Concordia International Corp.
(Name of Issuer)
Limited Voting Shares
(Title of Class of Securities)
20653P102
(CUSIP Number)
Christopher Pucillo
Solus Alternative Asset Management LP
410 Park Avenue, 11th Floor
New York, NY 10022
212-284-4300
(Name, Address and Telephone Number of Person Authorized to Receive Notices and Communications)
September 6, 2018
(Date of Event Which Requires Filing of This Statement)

If the filing person has previously filed a statement on Schedule 13G to report the acquisition that is the subject of this Schedule 13D, and is filing this schedule because of §§240.13d-1(e), 240.13d-1(f) or 240.13d-1(g), check the following box.

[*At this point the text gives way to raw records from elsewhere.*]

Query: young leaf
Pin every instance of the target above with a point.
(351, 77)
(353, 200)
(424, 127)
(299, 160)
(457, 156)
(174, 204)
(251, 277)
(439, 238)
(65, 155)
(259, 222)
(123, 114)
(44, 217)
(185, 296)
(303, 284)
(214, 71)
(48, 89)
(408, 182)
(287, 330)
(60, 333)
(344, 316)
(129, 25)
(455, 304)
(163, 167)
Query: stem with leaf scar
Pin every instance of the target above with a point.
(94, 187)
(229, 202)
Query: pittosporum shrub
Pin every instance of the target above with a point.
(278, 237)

Note: Schedules filed in paper format shall include a signed original and five copies of the schedule, including all exhibits. See §240.13d-7 for other parties to whom copies of this statement are to be sent.

*
The remainder of this cover page shall be filled out for a reporting person’s initial filing on this form with respect to the subject class of securities, and for any subsequent amendment containing information which would alter the disclosures provided in a prior cover page.
The information required on the remainder of this cover page shall not be deemed to be “filed” for the purpose of Section 18 of the Securities Exchange Act of 1934 (“Act”) or otherwise subject to the liabilities of that section of the Act but shall be subject to all other provisions of the Act (however, see the Notes).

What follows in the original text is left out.